Nesse contexto, realmente importa à indústria cultural se temos separação entre uma alta cultura e “cinema de autor” ou baixa cultura e “cinema de massas”? O que importa é a sua capacidade de diversificação. Temos que ter mercado para os dois tipos de cinema, e temos que nos sofisticar a ponto da nossa mercadoria se hibridizar, podendo conter elementos para um e para outro nicho. Na sociedade do consumo, muitas vezes, aquele que está em um nicho pode se ver temporariamente em outro por algum motivo, tornando-se consumidor das mercadorias que, não possuindo valor de uso, são imagens que circulam livremente pelas cidades, salas de cinema e internet.
Tendo em vista a hibridização necessária para o capitalismo, o produto “arte” se configura como mercadoria quando ultrapassa o seu processo mediano de composição. Processo esse individual e também individualista, que apenas existe por que não alcançou o nível de circulação total da mercadoria enquanto imagem (por uma questão de tempo). Desse modo, ainda há a possibilidade de ser crítico ao mercado e a sua situação potencial (quando em recuperação) como mercadoria do futuro. Tudo é possível enquanto não é mercadoria, mas logo o é. Essa é a positividade que existe no processo mediano de composição que conduz o processo artístico à mercadoria.
O processo mediano de composição representa a democratização (no pior sentido da palavra) da reprodutibilidade técnica e da circulação, assim como a socialização das produções de diversos campos artísticos, tais como aquele que dividiu o cinema em de “autor” e de “massas”, apontando para sua aproximação e/ou unificação gradativa.
***
Resolvi parar aqui com a voz de Jorge para não confundir o leitor do modo que eu fiquei confuso. Proporei ao autor que ambos publiquemos algumas discussões acerca de filmes específicos ou técnicas que podemos apontar. Alguns exemplos podem ser citados: a quantitativa presença da câmera em movimento em filmes; a regressão na qualidade da filmagem; o hipertexto e outras fragmentações narrativas; o jogo entre a realidade e a ficção.

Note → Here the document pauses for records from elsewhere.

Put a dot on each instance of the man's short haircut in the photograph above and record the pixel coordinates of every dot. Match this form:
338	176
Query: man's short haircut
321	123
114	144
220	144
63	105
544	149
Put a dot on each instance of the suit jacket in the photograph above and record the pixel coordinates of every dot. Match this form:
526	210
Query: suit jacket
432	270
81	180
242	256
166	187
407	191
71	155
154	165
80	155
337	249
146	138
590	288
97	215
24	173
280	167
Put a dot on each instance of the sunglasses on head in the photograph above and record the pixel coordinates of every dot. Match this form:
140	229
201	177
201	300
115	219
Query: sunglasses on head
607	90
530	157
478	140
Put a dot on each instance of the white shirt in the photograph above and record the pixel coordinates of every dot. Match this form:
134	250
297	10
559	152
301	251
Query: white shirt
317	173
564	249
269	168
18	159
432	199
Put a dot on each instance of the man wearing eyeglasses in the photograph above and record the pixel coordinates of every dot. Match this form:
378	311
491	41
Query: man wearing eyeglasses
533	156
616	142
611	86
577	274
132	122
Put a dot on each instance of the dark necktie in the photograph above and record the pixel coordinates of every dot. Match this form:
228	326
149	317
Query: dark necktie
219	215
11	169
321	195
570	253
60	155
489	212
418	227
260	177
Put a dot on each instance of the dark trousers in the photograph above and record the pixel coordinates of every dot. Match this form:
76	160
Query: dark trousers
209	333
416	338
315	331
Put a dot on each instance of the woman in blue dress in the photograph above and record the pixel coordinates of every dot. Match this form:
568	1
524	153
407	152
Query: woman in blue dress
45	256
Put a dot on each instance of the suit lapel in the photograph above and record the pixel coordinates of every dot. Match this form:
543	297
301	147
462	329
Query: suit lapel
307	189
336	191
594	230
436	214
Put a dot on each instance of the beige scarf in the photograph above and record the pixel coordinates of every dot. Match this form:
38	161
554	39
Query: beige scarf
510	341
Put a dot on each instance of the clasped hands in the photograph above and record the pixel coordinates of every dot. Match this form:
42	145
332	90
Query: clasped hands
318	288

Havendo resistência de Jorge na não publicação, escreverei esses textos tentando reproduzir a sua escrita. Se tudo der errado, o leitor nada perderá, apenas lerá alguns aportes teórico-práticos a mais de um mundo de teorias sem práticas.
Ressalto que o leitor já ganhou com a prática que Jorge apontou: a possibilidade da negação em um ambiente capitalista (um ambiente da positividade). Um dos principais meios para realizar a negação é o acesso à Internet que, paradoxalmente, movimenta o mercado sob a forma monstruosa do espetáculo. Possivelmente, é a arma mais forte do espetáculo. Mesmo assim, essa arma – como todas as armas – conserva o potencial de “explodir a culatra” através da expropriação de seu uso, tal como ocorreu entre 1999 e 2001 em eventos chamados: Dias Internacionais de Luta Anti-Capitalistas, Dias de Ação Global Contra o Capitalismo ou ainda Carnavais Anti-Capitalistas. Todos convocados sem partidos, sindicatos ou demais órgãos vanguardistas. O meio de divulgação principal foi a Internet.
Esse potencial apontado está longe do otimismo de autores como Pierre Lévy que integram suas idéias à lógica do capitalismo. As idéias aqui expostas se unem a uma possibilidade concreta de utilizar a Internet enquanto um dos instrumentos inseridos nas metodologias de resistências cotidianas, humanas, que penetram em diversos espaços, interferindo na constituição e no surgimento de processos medianos de composição alcançando, quando bem sucedido, uma consciência de coletividade, de classe, de humanidade.
Porém, nada disso sei sozinho. Veremos se conseguimos continuar essa discussão daqui para frente em outros terrenos, em outros textos, em novas incursões.